Mit dem Maestro schien sie diesbezüglich wirklich Glück gehabt zu haben. Ihm fiel kein Zacken aus der Prinzenkrone, wenn er sich in etwas einer Frau unterordnete und er hatte es offenkundig nicht nötig, mit Testosteron herumzuprotzen. Dafür war er anscheinend recht kuschelig – und in seiner Umarmung geborgen, beneidete sie seine Freundin fast ein bisschen. Sie war nun schon sehr lange alleine und so ein appetitliches Mannsbild, das dazu etwas im Kopf hatte – nein, den sie hätte vermutlich nicht von der Bettkante geschubst.

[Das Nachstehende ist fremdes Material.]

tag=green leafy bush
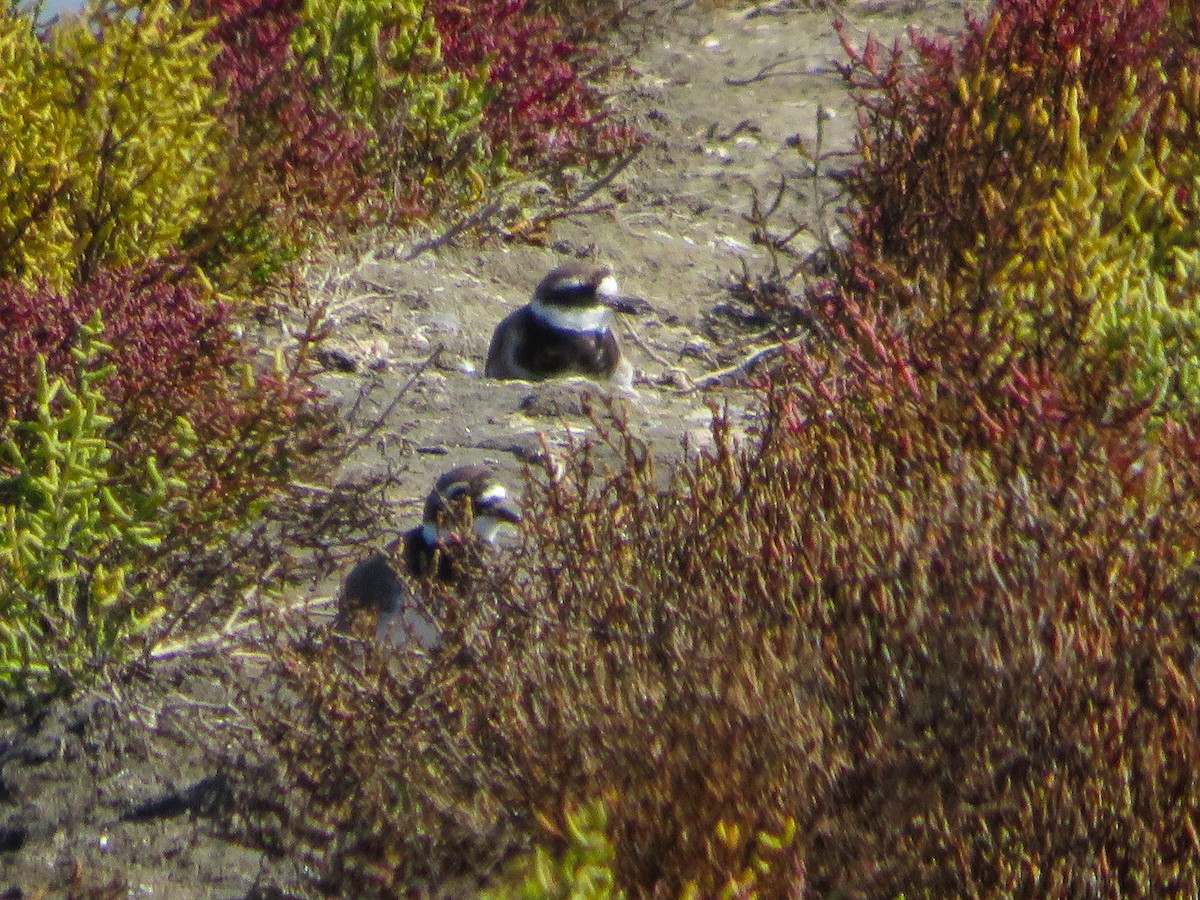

Apropos Bettkante: Titus war von seiner Luftmatratze gerutscht. Er lag jetzt nur noch auf der dünnen, harten Isomatte, die sie als Boden im Zelt ausgebreitet hatten. Valerie fummelte ihre gesunde Hand aus der Schlafsack-Umhüllung und legte sie neben ihrer Luftmatratze auf den Boden. Oh, oh – die alte Camperregel, das am meisten Wärme am Boden verloren geht, galt also immer noch. Und gegen Bodenkälte – auch das wusste Valerie – kommt der wärmste Schlafsack nicht an.
Titus schien noch nicht bemerkt zu haben, dass er langsam von unten auskühlte. Er schlief tief und fest und Valerie registrierte mit Wohlgefallen, dass er außerdem auch sehr ruhig schlief. Er schnarchte nicht, er sprach nicht im Schlaf, er strampelte nicht – man konnte ihn eindeutig als »guten Bettgenosse« etikettieren.
Valerie tat es fast leid, dass sie ihn jetzt wecken musste und dass er sich dann wieder auf seine Matte und damit auch auf Abstand begeben würde.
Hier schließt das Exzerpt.